We also brainstormed the strengths and weaknesses of, the opportunities provided by, and the threats to the development of an educational garden space. Please see here for the full list [pdf].

Outstanding Questions

Q: Where will the Learning Garden be located?

A: At the site of the temporary road between Wharton & Danawell (two residential halls).

Q: How will the Learning Garden be staffed? 

A: The tentative staffing is as follows: during its first year of existence, the Learning Garden will be managed by a student Garden Intern under the joint supervision of the Environmental Studies program, the Office of Sustainability, and the Scott Arboretum. The Garden Intern will be funded through the summer following this academic year. Subsequently, as the Garden expands, an experienced Learning Gardener will be hired.

Q: How will the Learning Garden be funded? 

A: Funds for the creation of the Learning Garden will come from a variety of campus sources that are still being determined.

Q: What steps will be taken to ensure that inclusivity and diversity are positively represented in this project? 

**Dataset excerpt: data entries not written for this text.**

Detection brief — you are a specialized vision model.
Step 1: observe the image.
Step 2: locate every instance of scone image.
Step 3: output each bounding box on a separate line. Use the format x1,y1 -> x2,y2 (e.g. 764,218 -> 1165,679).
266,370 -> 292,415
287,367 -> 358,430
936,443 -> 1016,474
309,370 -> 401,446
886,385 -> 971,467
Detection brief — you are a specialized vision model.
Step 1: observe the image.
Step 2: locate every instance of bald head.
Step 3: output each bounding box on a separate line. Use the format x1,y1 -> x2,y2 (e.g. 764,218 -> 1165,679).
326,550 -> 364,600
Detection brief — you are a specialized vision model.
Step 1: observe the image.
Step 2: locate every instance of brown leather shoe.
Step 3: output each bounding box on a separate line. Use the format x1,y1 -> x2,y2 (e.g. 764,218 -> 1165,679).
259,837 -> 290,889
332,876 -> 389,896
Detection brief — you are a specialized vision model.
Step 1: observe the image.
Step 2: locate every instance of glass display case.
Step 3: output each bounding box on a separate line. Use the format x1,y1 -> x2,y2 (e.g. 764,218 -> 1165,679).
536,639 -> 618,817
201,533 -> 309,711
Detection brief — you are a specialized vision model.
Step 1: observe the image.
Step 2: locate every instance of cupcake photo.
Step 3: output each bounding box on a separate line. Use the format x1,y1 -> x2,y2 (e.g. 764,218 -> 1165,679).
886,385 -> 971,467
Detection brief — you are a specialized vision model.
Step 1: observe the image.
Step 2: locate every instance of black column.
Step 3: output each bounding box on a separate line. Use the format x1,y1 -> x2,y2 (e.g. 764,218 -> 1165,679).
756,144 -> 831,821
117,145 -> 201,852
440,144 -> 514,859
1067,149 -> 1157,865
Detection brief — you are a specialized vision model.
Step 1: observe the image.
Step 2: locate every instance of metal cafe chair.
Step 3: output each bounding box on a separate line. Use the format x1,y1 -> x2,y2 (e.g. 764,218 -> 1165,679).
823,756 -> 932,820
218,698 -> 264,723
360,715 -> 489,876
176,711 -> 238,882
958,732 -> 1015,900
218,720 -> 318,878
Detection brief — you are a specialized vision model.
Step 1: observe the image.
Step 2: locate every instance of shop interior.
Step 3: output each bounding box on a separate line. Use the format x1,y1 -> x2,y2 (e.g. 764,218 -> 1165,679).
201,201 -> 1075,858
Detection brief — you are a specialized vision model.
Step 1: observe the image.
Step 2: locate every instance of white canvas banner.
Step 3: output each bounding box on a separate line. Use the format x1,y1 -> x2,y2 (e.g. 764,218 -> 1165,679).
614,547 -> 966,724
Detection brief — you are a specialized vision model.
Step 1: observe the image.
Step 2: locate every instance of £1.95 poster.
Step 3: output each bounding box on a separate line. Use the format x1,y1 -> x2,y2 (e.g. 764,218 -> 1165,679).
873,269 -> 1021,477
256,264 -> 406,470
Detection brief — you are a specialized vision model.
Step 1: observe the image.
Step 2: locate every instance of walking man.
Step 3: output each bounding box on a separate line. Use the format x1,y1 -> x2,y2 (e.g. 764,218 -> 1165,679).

A: Discussions have begun with the Intercultural Center (IC) to identify IC student interns who will serve as liaisons for this and other sustainability-themed projects. In addition, collaboration with a wide range of student groups is seen as essential at this early stage. We hope that the upcoming community discussion event (see above) will also generate further ideas for creating a multicultural, multi-religious, and multi-abled space.